Islamic radicals were trying to enlist young Muslim men in a British town into extremist training camps linked to notorious cleric Omar Bakri Mohammed, a British newspaper said yesterday.
Meanwhile, a senior police officer said Britain's national parks were being used as "pure indoctrination camps" to brainwash young Muslims.
Moderate Muslims in Redhill, south of London, told the Times newspaper that interlopers at their mosque were or had been members of Al-Muhajiroun, Bakri's supposedly defunct organization which British Prime Minister Tony Blair intends to ban in a crackdown on hardline Islamists following the London bombings in July.
The Syrian-born Bakri, Al-Muhajiroun's founder and spiritual leader, is one of Britain's best known -- many would say notorious -- radical Muslim clerics.
He is being held by Lebanese police after leaving London last Saturday on a supposed holiday.
The Times said scuffles broke out at Redhill's Islamic Center as angry parents prevented agitators from entering.
The newspaper said it uncovered physical training camps for young Muslims last year in nearby Crawley, next to London's Gatwick Airport. Teenagers were recruited by Al-Muhajiroun leaders and taught how to fight and keep fit.
Redhill elders claimed the same faces were approaching young Muslim men in their town, trying to pressure them into enlisting for similar camps.
"We are aware that this is how extremist groups were recruiting people to go to Afghanistan," said Qamar Bhatti, a spokesman for the Redhill mosque.
"They started to follow people and asked to talk to them. This was disturbing," Bhatti said. "These visitors would say to them ...`British society undermines our faith,' just starting to chip away at people."

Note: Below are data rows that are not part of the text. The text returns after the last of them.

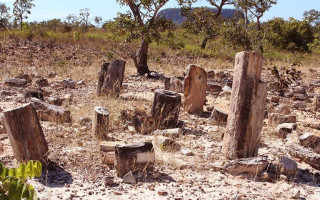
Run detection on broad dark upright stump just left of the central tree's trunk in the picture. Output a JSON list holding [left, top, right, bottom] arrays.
[[98, 60, 126, 96]]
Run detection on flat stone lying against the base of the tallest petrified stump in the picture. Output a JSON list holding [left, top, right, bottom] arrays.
[[223, 157, 269, 176]]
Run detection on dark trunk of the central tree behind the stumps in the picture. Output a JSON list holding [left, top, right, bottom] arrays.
[[135, 37, 150, 75]]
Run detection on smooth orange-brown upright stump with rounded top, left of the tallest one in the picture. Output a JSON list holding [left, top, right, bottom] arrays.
[[183, 65, 207, 114]]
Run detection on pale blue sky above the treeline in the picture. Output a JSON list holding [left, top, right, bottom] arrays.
[[0, 0, 320, 21]]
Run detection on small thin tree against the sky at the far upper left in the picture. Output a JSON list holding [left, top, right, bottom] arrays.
[[13, 0, 34, 30]]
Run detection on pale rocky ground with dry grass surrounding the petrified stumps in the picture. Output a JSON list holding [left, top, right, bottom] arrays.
[[0, 41, 320, 199]]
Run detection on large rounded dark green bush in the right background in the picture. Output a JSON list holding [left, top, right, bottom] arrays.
[[266, 18, 314, 51]]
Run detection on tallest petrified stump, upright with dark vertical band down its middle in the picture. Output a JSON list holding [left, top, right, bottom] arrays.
[[222, 52, 267, 159]]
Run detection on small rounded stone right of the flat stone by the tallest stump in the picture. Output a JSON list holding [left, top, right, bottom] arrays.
[[278, 156, 298, 177]]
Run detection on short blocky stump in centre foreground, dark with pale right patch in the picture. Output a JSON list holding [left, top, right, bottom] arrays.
[[115, 142, 155, 178]]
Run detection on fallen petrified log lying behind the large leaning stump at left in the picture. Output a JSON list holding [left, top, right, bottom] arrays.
[[30, 98, 72, 124]]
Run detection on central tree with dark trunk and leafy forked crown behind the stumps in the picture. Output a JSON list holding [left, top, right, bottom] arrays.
[[114, 0, 191, 75]]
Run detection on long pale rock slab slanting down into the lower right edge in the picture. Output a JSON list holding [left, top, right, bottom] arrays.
[[286, 144, 320, 170]]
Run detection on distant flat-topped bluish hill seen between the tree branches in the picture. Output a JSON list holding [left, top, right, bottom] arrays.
[[158, 8, 242, 25]]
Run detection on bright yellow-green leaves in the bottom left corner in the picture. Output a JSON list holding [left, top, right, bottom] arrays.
[[0, 161, 42, 200]]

"Some youngsters got involved in all this because they were impressionable," he said. "These people started talking about seminars, which they later called training camps."
Meanwhile, a senior police officer said Britain's national parks were being used to indoctrinate young Muslims.
"Consider the training camps run in this country by the extremists," said Chief Constable Colin Cramphorn of northern England's West Yorkshire Police force.
"They're not like the Irish Republican Army camps in Donegal [in Ireland] where people are learning how to fire mortars. They're actually pure indoctrination camps. It's much more than just a few white-water rafting trips such as the [July 7 London] bombers took," he told the Spectator magazine.
"Wherever there's a national park, you'll find them," he said. "All we can do now is track them, rather than disrupt them."
He suggested there might be 300 hardcore militants in Britain.